Medicare and Social Security are big and growing parts of the federal budget problem

[This piece has been published in Restoring America to highlight how unrestrained entitlement spending is contributing to the growing economic crisis.]

In the last few months, many have developed a renewed appreciation for the costs and risks that large federal government budget deficits cause. In the recent past, when inflation and interest rates were quite low, a view arose that budget deficits did not matter much, unleashing the administration and Congress to spend substantially above the revenues collected. Now, with inflation seemingly out of control and interest rates rising, the realization is reawakening that large budget deficits can cause excess aggregate demand, and that the rapidly growing interest payment burden on the federal budget arising from massive outstanding debt combined with new deficits is not sustainable. In this context, it is worth examining more closely the historical and projected role that Medicare and Social Security are playing in this growing budget problem.

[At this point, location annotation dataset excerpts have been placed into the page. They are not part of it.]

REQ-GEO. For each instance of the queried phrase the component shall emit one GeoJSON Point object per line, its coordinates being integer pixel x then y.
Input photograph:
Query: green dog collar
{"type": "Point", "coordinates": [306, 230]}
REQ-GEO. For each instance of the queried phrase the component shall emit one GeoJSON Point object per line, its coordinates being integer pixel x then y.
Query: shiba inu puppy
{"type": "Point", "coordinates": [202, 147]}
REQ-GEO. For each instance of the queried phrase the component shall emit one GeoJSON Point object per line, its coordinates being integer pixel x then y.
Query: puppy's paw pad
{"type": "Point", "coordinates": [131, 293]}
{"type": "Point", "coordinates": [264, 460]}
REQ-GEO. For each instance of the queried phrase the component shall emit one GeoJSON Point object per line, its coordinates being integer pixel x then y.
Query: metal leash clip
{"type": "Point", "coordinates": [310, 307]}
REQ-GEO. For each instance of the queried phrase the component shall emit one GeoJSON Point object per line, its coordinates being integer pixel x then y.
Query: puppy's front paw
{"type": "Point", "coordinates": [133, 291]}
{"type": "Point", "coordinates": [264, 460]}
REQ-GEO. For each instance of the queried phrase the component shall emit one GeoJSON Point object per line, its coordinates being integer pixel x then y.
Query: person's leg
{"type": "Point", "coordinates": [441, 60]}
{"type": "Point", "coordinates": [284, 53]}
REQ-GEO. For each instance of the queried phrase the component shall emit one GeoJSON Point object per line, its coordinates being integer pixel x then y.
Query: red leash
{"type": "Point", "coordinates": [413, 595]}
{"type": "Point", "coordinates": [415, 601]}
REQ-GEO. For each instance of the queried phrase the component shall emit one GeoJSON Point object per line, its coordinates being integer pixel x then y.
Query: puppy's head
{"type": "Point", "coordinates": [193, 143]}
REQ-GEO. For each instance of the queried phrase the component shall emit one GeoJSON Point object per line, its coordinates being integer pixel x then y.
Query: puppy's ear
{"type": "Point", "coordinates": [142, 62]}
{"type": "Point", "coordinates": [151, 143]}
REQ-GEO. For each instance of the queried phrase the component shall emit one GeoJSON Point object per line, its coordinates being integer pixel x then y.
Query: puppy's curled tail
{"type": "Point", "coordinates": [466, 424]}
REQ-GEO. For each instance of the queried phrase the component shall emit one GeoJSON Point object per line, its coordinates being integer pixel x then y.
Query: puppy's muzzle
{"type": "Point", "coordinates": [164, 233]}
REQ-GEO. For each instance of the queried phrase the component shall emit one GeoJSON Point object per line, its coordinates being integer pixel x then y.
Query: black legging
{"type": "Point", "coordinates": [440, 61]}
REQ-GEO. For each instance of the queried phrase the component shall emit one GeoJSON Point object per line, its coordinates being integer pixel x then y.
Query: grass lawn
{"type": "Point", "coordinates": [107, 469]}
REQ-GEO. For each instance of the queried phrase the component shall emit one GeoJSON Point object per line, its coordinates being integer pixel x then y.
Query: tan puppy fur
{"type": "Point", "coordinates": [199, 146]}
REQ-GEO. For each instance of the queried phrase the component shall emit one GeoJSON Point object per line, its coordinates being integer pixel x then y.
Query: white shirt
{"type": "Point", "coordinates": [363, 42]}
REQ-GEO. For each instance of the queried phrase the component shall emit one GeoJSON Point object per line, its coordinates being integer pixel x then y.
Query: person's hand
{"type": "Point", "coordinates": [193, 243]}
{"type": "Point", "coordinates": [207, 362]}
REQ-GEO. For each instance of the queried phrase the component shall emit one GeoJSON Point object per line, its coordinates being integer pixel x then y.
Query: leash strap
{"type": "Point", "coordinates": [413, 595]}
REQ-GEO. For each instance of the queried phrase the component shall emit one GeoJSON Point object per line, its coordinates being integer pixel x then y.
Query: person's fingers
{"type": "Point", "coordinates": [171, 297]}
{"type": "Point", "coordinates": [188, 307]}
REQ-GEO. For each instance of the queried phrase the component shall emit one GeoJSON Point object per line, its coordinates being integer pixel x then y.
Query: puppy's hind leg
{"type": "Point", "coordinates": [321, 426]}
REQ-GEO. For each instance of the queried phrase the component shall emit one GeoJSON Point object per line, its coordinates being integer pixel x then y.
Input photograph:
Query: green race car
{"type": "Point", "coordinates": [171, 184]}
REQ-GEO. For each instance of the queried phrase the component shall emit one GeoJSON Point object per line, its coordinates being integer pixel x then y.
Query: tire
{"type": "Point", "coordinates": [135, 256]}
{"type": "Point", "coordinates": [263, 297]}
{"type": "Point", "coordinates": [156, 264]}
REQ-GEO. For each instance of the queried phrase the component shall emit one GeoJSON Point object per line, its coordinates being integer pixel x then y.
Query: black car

There may be an impression that, with their trust funds, Medicare and Social Security are walled off from the general federal budget, with dedicated revenue sources and large reserves. However, this has never been true for Medicare. While the Hospital Insurance (HI) segment is funded by payroll taxes and taxes on Social Security benefits, the other, larger, segment — Supplemental Medical Insurance (SMI), which covers physicians’ and other provider fees and prescription drugs — is less than quarter-funded by premiums. Nearly all the rest of SMI is funded by a general revenue transfer from the federal budget. But even HI is now a drain on the federal budget, as both interest on the HI Trust Fund and the drawdown on the HI Trust Fund assets as it approaches exhaustion (projected in 2028) are funded by general revenues. Similarly for Social Security (OASDI), after 2010, cash flow into the OASDI Security Trust Fund turned negative. That is, interest on the OASDI Trust Fund has been a draw on the federal budget, and, since 2021, OASDI Trust Fund assets are being redeemed and funded from the federal budget, until the projected exhaustion date of 2035.

The draw grew rapidly in the leading up to the Great Recession, as the prescription drug benefit was introduced and health care costs increased rapidly, to around $400 billion. It then stayed at that level until increasing to around a $500 billion draw more recently. This chart shows these same statistics as a percent of GDP and places them next to the overall federal budget deficit also shown as a share of GDP. The Medicare-Social Security draw on the budget is now above 2% of GDP, which was the level of the entire federal budget deficit as recently as 2015. Recessions increase the deficit as a matter of counter-cyclical fiscal policy, but the most recent pandemic years were truly spending blowouts.

As bad as recent experience has been, the draw from Medicare and Social Security is projected to get much larger in the next decade as the baby boom generation continues to retire and grow old and health care costs rise. This chart shows the trustees’ projections, including the assumption that the HI and OASDI Trust Fund deficits will be filled by general revenue transfers past their projected exhaustion dates. The draw on the federal budget nearly doubles from 2.16% of GDP in 2022 to 4.04% of GDP in 2035, and to 4.37% in 2040. Stated another way, the federal budget responsibility for Medicare and Social Security alone from general revenues will be as large as a relatively bad government deficit year, with no consideration for other government programs, new or old.

There has been no budget planning for this eventuality. Clearly both Medicare and Social Security will require reforms, along with other areas of the federal budget. And the sooner this happens the better, to reduce risks and costs.